J’avais pour amie la fille de lointains cousins du grand Enrico Caruso, qui, dans son enfance, tu ne l’ignores pas, vivait comme nous. Son ascension foudroyante restait comme une légende, dans mon milieu, entretenue par ses parents. Naturellement, je ne l’ai pas connu ! J’étais à peine née quand il est mort. La jeune fille dont je te parle avait une nature semblable à la mienne, bien que ses rêveries n’eussent pas la même ardeur. De sa parenté avec l’illustre ténor, il ne lui venait aucune vanité : plutôt une sorte d’émerveillement que, de sa famille, fût sorti un tel être. Elle en gardait un sentiment de ferveur apeurée, comme devant la révélation d’un mystère. Elle me parlait sans cesse du cousin Enrico. Plus tard, j’ai su qu’elle ne connaissait de lui qu’une biographie idéalisée. Ça n’avait pas d’importance : ce n’était pas tel ou tel fait qui l’enflammait, mais l’image qu’elle s’en faisait, ou plutôt le héros que lui présentait son imagination de passionnée. Imagines-tu les perspectives que font miroiter aux yeux des petits Italiens, par ricochet, les destins merveilleux de nos grands artistes ? Ça ne devait pas manquer pour moi, d’autant plus que j’avais une belle voix : tout le monde me le disait.

— Tu chantes ? l’interrompit Édouard.

— Je ne peux plus… Mais, attends !

À mesure que je vieillissais ma voix s’affirmait de plus en plus. Par bonheur, mon père avait un tempérament d’artiste, bien que d’humble condition. Il aimait la musique et en faisait avec les moyens à sa disposition. Fier de mon talent, il s’efforçait de le cultiver. Je chantais à l’église et je pris des leçons d’un musicien du crû, qui ne pouvait me mener bien loin, mais qui m’a donné de solides principes de base. De là, je m’élançais, par la pensée, dans la carrière la plus brillante. Mon amie, la parente de Caruso, m’admirait avec ferveur. Elle me voyait déjà grande cantatrice et attisait les feux de mon imagination. De son côté, mon pauvre papa ne voyait aucune borne à la célébrité qui m’était promise. Tout ce qu’il avait envié pour lui-même, tout ce qu’il aurait aimé à être, sans jamais croire un instant à ces possibilités, il l’entrevoyait pour moi. Je devais être sa réalisation. On faisait de beaux projets. J’irais à Naples, étudier avec des professeurs renommés. Comme il est arrivé dans le cas de tant de nos grands chanteurs, un artiste célèbre me remarquerait et me protégerait. L’avenir ne nous présentait aucune difficulté.

La réalité, sans tout détruire de mon rêve, l’a ramené vers la médiocrité.
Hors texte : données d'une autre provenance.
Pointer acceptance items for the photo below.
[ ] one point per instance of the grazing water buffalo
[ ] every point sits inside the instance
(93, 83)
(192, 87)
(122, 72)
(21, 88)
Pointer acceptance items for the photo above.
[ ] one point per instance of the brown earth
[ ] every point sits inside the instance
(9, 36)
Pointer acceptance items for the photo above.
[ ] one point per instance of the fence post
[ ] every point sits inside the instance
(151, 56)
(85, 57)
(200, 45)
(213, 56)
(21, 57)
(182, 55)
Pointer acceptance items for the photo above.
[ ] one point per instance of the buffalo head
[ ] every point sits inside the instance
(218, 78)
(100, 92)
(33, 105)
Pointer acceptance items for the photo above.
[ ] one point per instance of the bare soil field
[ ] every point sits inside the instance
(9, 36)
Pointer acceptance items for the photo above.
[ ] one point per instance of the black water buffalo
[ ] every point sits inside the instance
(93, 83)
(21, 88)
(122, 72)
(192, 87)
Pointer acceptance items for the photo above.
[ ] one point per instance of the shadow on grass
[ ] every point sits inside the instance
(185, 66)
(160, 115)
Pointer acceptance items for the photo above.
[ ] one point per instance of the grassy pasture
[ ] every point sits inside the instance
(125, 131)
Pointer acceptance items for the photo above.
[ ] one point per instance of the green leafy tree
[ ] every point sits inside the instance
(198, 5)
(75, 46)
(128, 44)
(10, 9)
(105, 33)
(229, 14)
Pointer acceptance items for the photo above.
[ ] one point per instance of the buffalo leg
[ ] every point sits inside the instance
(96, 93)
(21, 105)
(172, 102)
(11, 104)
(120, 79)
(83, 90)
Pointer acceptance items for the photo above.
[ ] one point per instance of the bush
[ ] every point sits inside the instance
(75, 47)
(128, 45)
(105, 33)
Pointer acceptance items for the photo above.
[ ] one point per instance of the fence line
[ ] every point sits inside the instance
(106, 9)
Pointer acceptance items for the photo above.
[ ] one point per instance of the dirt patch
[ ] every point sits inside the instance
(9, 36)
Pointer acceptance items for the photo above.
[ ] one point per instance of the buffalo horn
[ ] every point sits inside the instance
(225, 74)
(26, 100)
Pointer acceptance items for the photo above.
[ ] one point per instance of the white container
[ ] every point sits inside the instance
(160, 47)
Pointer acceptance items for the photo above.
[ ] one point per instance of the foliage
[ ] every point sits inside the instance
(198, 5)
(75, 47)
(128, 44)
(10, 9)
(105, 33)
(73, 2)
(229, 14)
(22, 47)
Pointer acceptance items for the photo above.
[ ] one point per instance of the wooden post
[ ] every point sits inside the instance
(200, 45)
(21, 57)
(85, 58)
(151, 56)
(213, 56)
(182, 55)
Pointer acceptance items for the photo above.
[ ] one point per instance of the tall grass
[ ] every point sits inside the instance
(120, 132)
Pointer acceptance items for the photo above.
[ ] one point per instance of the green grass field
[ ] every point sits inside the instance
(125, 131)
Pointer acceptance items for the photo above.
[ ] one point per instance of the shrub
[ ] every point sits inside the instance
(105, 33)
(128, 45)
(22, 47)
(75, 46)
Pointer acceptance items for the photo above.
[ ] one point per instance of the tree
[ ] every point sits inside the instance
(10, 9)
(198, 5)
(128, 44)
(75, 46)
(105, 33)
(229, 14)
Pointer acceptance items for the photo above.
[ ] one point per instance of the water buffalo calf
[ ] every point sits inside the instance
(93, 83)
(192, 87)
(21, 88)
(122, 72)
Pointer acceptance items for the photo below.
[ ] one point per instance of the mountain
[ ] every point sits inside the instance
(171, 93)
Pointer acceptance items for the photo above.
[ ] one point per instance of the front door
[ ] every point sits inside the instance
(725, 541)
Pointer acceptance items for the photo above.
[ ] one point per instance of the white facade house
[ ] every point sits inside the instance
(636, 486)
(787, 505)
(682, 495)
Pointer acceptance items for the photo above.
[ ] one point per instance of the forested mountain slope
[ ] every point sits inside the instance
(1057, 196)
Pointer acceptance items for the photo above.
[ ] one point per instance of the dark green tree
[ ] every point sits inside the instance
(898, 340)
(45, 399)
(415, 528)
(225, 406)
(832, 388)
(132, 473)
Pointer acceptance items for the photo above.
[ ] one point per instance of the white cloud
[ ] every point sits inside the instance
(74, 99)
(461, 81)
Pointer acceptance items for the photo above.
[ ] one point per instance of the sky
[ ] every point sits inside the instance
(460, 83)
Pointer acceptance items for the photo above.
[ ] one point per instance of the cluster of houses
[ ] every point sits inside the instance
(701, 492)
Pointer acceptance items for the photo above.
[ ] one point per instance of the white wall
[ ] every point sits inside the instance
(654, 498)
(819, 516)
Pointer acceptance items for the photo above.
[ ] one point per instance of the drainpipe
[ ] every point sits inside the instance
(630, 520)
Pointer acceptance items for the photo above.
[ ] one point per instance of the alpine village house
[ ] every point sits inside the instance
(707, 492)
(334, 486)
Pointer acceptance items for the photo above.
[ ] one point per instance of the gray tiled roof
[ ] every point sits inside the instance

À très peu d’intervalle l’un de l’autre, ma mère et mon père sont morts, alors que j’atteignais à peine ma quatorzième année. Naturellement, je restais sans argent. J’avais encore de la famille, mais pauvre. On m’aurait bien recueillie : il n’était plus question de leçons de chant.

Je n’allais pas me laisser abattre avec tant de facilité. Je résolus de lutter. Il fallait vivre. J’entrai en condition à Naples. Eh oui ! j’ai été domestique, à bien des endroits et dans bien des familles. Ainsi, je gardais mon indépendance jusqu’à un certain point. Je continuais à chanter, ici et là ; je prenais des leçons. Un jour, on m’accepta dans les chœurs, à l’opéra de Naples. J’avais un pied dans la carrière ! Surtout, je pouvais me consacrer uniquement à la musique. J’ai travaillé dur ; j’ai étudié, et avec les meilleurs maîtres. Enfin, j’ai eu un rôle : je sortais de l’anonymat. J’ai eu du succès ; je montais ; trop lentement à mon gré. Vois-tu, et je l’ai compris plus tard, j’avais le talent d’une bonne cantatrice : il me manquait le surcroît qui fait les très grandes chanteuses. À cette époque, je ne m’en rendais pas compte et j’espérais encore arriver aux toutes premières places. D’autant plus qu’on me remarquait. Un impresario m’organisait une tournée de concerts, qui me mena, non seulement en Italie, mais en France, en Belgique, en Suisse, en Europe centrale.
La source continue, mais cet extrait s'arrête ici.